Dans la nuit du secret
Avec Comme un feu furieux, Marie Chartres nous glisse, beaucoup plus doucement que son
titre ne l’indique mais non moins fermement, dans une maison où nous percevons
progressivement une absence. Nous sommes à Tiksi, port russe de l’océan
Arctique, gelé dix mois sur douze. C’est la nuit polaire et chez lui, le père a
imposé à ses enfants comme une seconde nuit : les lumières restent éteintes,
sauf celles nécessaires pour les repas, pour que Lazar fasse ses devoirs… Galya
est la sœur cadette, responsable du petit frère mais aussi la narratrice. Une
narratrice qui, c’est le comble, ne sait pas grand-chose, prise dans une
troisième nuit, celle du secret, prise comme l’océan immobilisé, qui lâche
parfois un cri inarticulé. Besoin de se réchauffer. Dans sa chambre, le grand
frère Gavriil est cloitré. Lui n’est pas absent : il s’est absenté. Pourquoi ?
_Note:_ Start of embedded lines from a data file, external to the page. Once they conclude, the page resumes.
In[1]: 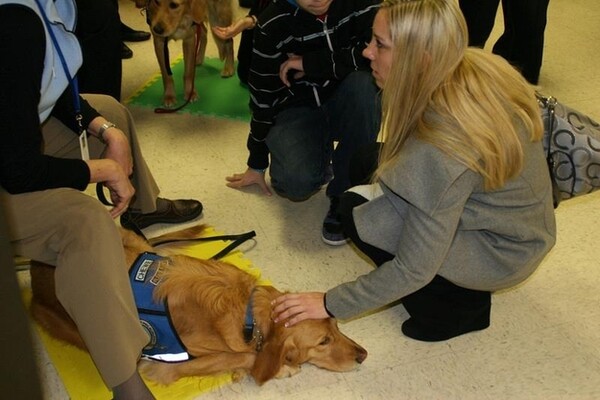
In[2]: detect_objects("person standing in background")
[459,0,549,85]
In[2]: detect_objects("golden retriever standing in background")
[31,226,367,385]
[135,0,235,107]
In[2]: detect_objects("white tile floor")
[35,0,600,400]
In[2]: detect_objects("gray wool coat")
[326,134,556,319]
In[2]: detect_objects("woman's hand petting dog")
[225,168,273,196]
[272,292,330,327]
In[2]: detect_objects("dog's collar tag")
[243,288,263,351]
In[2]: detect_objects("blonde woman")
[273,0,556,341]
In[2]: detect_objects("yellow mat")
[23,228,269,400]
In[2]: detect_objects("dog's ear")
[250,334,300,385]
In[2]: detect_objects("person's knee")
[271,177,320,202]
[59,193,120,241]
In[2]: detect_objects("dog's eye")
[319,336,331,346]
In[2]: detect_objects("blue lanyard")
[35,0,83,133]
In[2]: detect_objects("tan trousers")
[0,95,159,388]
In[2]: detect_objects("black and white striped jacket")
[248,0,380,169]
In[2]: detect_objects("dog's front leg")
[152,35,177,107]
[183,31,198,101]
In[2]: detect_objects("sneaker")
[121,197,202,231]
[321,196,348,246]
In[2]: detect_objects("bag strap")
[535,93,576,208]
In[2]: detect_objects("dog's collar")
[243,288,264,351]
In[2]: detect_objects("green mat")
[125,56,251,121]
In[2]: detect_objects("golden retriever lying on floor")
[31,226,367,385]
[136,0,235,107]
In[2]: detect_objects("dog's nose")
[356,346,369,364]
[152,24,165,35]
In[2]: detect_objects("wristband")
[248,14,258,29]
[98,122,117,144]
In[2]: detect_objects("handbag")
[536,93,600,208]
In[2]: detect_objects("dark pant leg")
[322,71,381,196]
[402,275,492,342]
[338,192,394,266]
[349,142,383,186]
[75,0,122,100]
[493,0,549,84]
[237,29,254,85]
[459,0,502,48]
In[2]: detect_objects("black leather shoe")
[121,43,133,60]
[121,22,151,42]
[121,197,202,231]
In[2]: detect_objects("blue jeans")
[266,71,381,201]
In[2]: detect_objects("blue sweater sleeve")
[0,5,90,194]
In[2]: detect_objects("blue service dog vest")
[129,252,190,362]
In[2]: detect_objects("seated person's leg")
[325,71,381,196]
[402,275,491,342]
[2,189,148,388]
[267,107,328,201]
[338,192,394,266]
[43,94,202,230]
[348,142,383,187]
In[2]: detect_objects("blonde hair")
[375,0,543,190]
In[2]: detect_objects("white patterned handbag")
[537,94,600,208]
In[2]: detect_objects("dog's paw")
[163,93,177,107]
[185,89,198,103]
[138,360,180,385]
[221,65,235,78]
[231,369,248,382]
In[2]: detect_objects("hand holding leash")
[86,159,135,218]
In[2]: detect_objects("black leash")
[152,231,256,260]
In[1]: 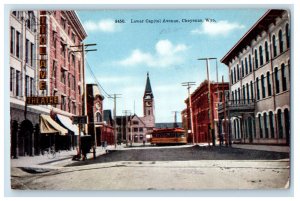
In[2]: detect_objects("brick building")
[182,80,229,143]
[9,11,87,157]
[219,10,291,144]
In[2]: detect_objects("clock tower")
[143,73,154,119]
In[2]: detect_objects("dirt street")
[12,146,290,190]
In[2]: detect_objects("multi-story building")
[219,10,291,144]
[86,84,115,146]
[183,80,229,143]
[9,11,87,157]
[116,73,155,142]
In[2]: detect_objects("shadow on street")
[67,145,289,166]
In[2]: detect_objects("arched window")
[264,113,269,138]
[246,83,250,104]
[269,112,275,138]
[258,114,263,138]
[242,61,245,77]
[96,112,102,122]
[254,50,258,68]
[259,46,264,66]
[278,30,283,53]
[245,57,248,75]
[285,24,290,48]
[277,109,283,139]
[236,65,240,80]
[249,54,252,73]
[261,75,266,98]
[267,72,272,96]
[256,77,260,100]
[265,41,270,62]
[275,67,280,94]
[272,35,277,57]
[281,64,287,91]
[250,81,254,101]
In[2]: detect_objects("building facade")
[182,80,229,143]
[9,11,87,157]
[116,73,155,143]
[219,10,291,144]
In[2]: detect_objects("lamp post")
[198,58,218,146]
[181,82,196,144]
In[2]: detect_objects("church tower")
[143,73,154,120]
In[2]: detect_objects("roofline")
[220,9,285,65]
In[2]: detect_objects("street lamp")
[198,58,218,146]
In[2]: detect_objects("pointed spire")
[144,72,153,98]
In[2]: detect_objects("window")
[250,81,254,99]
[264,113,269,138]
[10,67,15,92]
[275,67,280,93]
[16,70,21,96]
[265,41,270,62]
[16,31,21,58]
[285,24,290,48]
[267,72,272,96]
[277,109,283,139]
[258,114,263,138]
[256,77,260,100]
[242,61,245,77]
[261,75,266,98]
[278,30,283,53]
[245,57,248,75]
[259,46,264,66]
[233,68,236,83]
[281,64,287,91]
[272,35,277,57]
[254,50,258,68]
[10,27,15,54]
[269,112,275,138]
[25,39,29,64]
[246,83,250,103]
[249,54,252,73]
[236,65,240,80]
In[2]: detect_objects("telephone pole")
[108,94,122,148]
[181,82,196,144]
[198,58,218,146]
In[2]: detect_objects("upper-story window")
[285,24,290,48]
[254,50,258,68]
[278,30,283,53]
[272,35,277,57]
[259,46,264,66]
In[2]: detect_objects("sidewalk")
[10,145,123,169]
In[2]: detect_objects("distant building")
[219,10,291,144]
[116,73,155,142]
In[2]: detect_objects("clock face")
[96,103,101,110]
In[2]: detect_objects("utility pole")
[123,110,132,147]
[172,111,179,128]
[69,43,97,154]
[198,58,217,146]
[108,94,122,148]
[181,82,196,144]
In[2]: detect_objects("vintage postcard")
[6,8,292,191]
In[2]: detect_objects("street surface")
[11,145,290,190]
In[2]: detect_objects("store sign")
[72,116,87,124]
[39,11,48,90]
[26,96,58,105]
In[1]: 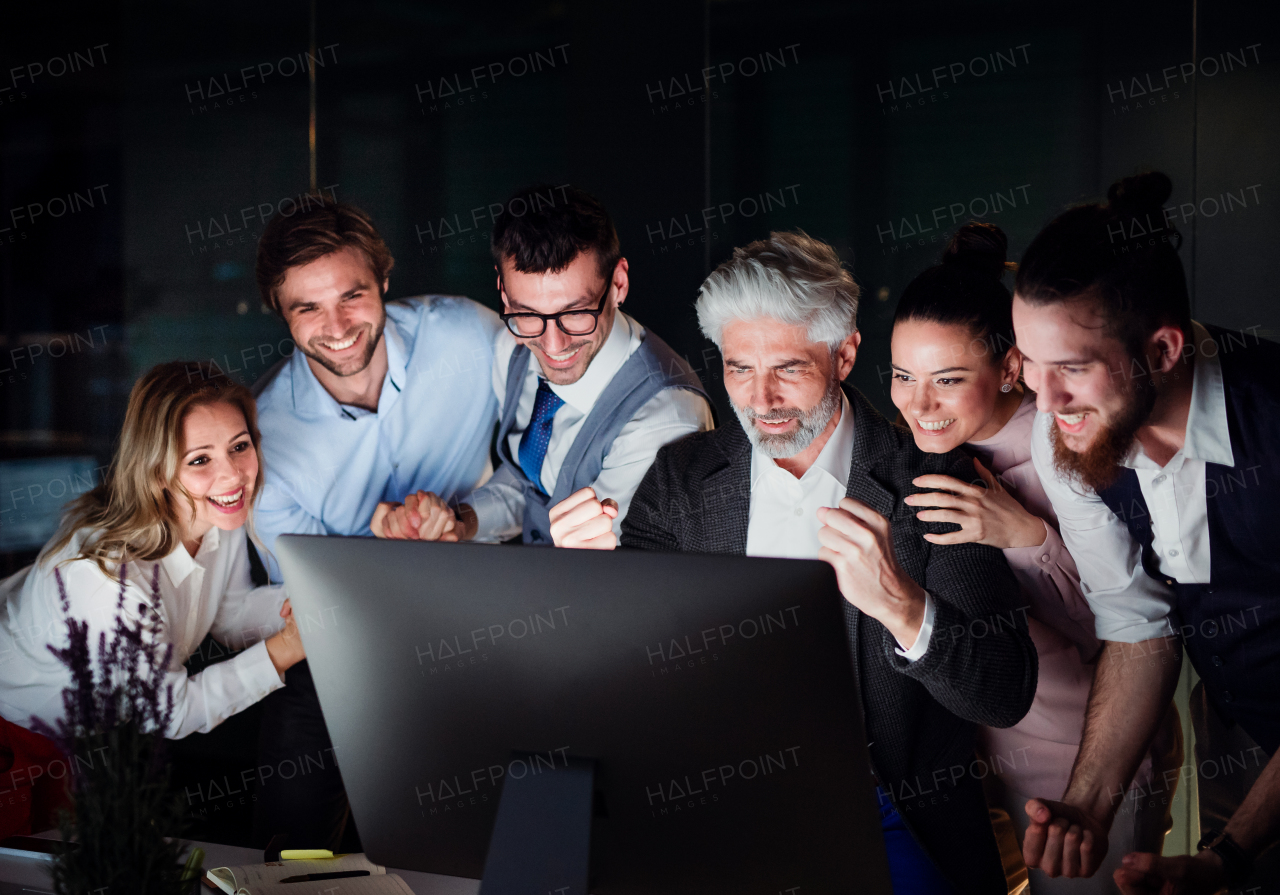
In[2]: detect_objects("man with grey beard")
[550,233,1037,895]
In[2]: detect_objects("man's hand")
[369,490,460,540]
[1023,799,1107,878]
[818,497,924,649]
[550,488,618,551]
[902,457,1047,549]
[1111,851,1228,895]
[266,599,307,675]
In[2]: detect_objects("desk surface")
[0,832,480,895]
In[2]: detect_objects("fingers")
[1018,804,1052,867]
[915,510,974,525]
[550,485,599,522]
[920,529,978,547]
[902,490,973,507]
[973,457,1000,490]
[840,497,888,530]
[553,512,617,551]
[911,474,986,497]
[818,497,883,547]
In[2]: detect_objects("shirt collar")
[1183,320,1235,466]
[545,310,644,414]
[289,308,408,419]
[160,528,221,588]
[751,389,854,489]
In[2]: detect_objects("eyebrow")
[890,364,973,376]
[502,289,613,314]
[182,429,248,457]
[288,280,372,311]
[724,357,813,370]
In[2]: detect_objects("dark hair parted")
[490,184,622,277]
[893,220,1014,362]
[1014,172,1190,357]
[253,193,396,314]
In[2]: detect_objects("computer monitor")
[276,535,890,895]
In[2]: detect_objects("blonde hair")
[44,361,264,575]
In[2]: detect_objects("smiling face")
[1014,296,1153,453]
[279,247,388,376]
[175,401,259,542]
[1014,294,1156,490]
[721,318,860,460]
[498,251,628,385]
[890,320,1020,453]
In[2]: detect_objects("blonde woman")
[0,362,305,739]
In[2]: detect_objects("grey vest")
[498,329,710,544]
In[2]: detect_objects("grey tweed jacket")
[622,385,1037,894]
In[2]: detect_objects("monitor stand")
[480,753,595,895]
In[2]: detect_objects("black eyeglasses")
[498,278,613,339]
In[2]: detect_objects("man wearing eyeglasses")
[370,187,714,545]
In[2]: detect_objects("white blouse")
[0,528,285,739]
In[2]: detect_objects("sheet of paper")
[213,854,387,895]
[248,875,413,895]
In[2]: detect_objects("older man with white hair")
[552,233,1037,895]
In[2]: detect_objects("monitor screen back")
[276,536,890,895]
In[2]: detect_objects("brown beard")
[1050,379,1156,492]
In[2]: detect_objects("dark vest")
[1098,327,1280,753]
[498,320,710,544]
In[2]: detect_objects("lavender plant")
[30,562,191,895]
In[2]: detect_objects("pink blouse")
[965,392,1151,799]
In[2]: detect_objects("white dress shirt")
[467,311,716,542]
[0,529,284,739]
[1032,321,1235,643]
[746,394,934,662]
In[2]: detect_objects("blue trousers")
[876,786,955,895]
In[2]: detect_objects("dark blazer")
[622,385,1037,894]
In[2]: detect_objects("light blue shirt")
[253,296,502,581]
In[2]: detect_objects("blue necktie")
[520,376,564,490]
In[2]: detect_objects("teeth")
[209,488,244,507]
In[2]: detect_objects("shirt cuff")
[893,590,936,662]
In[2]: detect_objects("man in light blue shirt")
[244,197,502,851]
[255,204,502,580]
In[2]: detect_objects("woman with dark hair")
[0,362,305,739]
[891,222,1181,894]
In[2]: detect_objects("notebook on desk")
[204,854,412,895]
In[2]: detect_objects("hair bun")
[942,220,1009,280]
[1107,170,1174,218]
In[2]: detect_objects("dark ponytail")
[893,220,1014,362]
[1014,172,1190,357]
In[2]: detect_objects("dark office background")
[0,0,1280,845]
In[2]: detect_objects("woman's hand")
[904,458,1048,549]
[550,487,618,551]
[266,598,307,676]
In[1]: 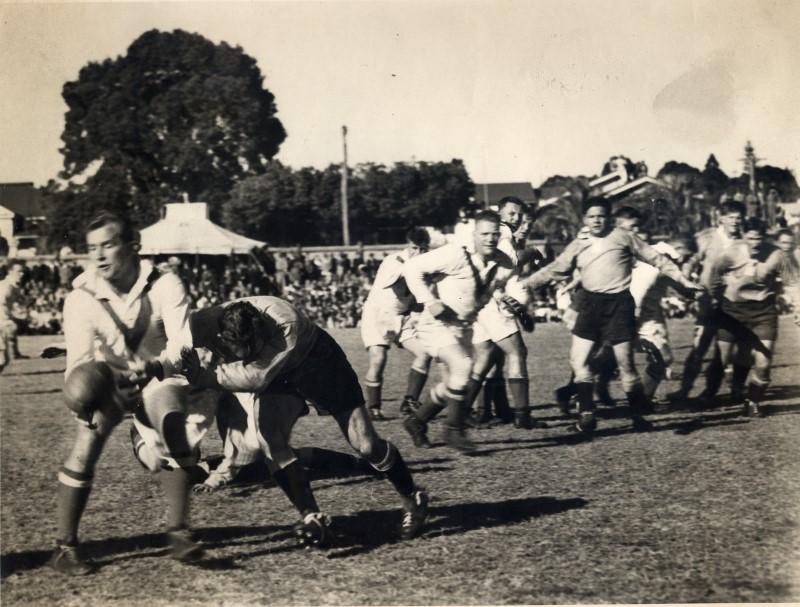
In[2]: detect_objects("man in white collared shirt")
[51,213,216,575]
[403,211,514,452]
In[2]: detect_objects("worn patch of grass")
[0,321,800,606]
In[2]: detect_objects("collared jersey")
[711,241,798,302]
[364,249,413,314]
[403,244,515,322]
[191,295,319,392]
[64,261,192,375]
[689,226,741,289]
[526,228,682,293]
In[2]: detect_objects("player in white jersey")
[465,196,546,429]
[361,227,431,420]
[404,211,514,452]
[50,213,216,575]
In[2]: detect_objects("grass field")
[0,319,800,607]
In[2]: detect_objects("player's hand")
[425,299,456,320]
[181,348,203,384]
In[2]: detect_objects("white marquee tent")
[140,202,265,255]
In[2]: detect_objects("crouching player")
[184,296,428,544]
[525,198,700,433]
[50,213,216,575]
[711,218,800,417]
[361,228,431,420]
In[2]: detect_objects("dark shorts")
[270,329,365,415]
[572,289,636,346]
[717,298,778,345]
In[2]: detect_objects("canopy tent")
[140,202,266,255]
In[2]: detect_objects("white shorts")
[361,304,404,348]
[639,320,674,366]
[472,299,519,344]
[415,311,472,358]
[133,377,219,472]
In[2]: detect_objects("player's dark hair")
[219,301,261,344]
[86,211,139,242]
[406,226,431,247]
[742,217,767,236]
[581,196,611,215]
[497,196,525,209]
[475,210,500,224]
[614,206,642,220]
[719,200,747,217]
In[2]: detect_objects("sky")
[0,0,800,190]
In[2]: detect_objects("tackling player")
[184,296,428,544]
[50,213,216,575]
[403,211,514,452]
[525,198,700,433]
[361,227,431,420]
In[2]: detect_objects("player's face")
[778,234,795,253]
[86,223,136,284]
[406,242,429,259]
[744,230,764,254]
[474,221,500,257]
[616,217,641,234]
[583,207,608,236]
[6,264,22,287]
[500,202,522,231]
[719,211,742,236]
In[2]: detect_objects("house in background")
[0,182,46,256]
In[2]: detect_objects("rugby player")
[361,227,431,420]
[524,197,700,434]
[184,296,428,545]
[403,211,515,452]
[710,217,800,417]
[50,213,216,575]
[667,200,749,406]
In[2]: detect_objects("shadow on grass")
[0,525,300,579]
[328,496,589,559]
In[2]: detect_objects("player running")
[50,213,216,575]
[710,217,800,417]
[361,227,431,420]
[525,198,700,434]
[184,296,428,545]
[403,211,514,452]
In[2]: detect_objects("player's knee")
[362,438,397,472]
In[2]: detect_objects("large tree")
[43,30,286,252]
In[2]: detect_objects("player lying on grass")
[524,198,700,433]
[50,213,217,575]
[361,227,431,420]
[710,218,800,417]
[184,296,428,543]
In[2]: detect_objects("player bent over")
[50,213,216,575]
[711,218,800,417]
[525,198,700,433]
[184,296,428,539]
[361,228,431,420]
[403,211,514,452]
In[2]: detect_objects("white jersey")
[64,261,192,375]
[364,249,413,314]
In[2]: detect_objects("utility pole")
[342,126,350,247]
Entre lui et son père taiseux, qui travaille dans le sombre du jour et dans la
nuit du noir, Galya cherche une sortie. L’absence, lourde, s’est glissée dans
tous les cœurs qui s’aiment mais ne savent plus se parler. Qui va briser la
glace ? Et si Galya décidait, elle aussi, de s’absenter ? Que deviendrait Lazar
? Et Josiah le bon chien ? Et Gavriil qui se terre ? Et Papa, qui ne montre
rien ?
Marie Chartres écrit dans le noir un roman qui nous éclaire
peu à peu. Nous cherchons la même chose que la narratrice, nous suivons ses
pas, elle s’impose peu à peu comme notre seul recours, notre unique guide dans
cette famille, dans cette ville de froid et de neige. Au point que sans elle,
nous serions perdus. « Et la nuit à la nuit transmet la connaissance » (Psaume
19), guidée par quelques éclairs de poésie, jusqu’à se faire lumière et vie.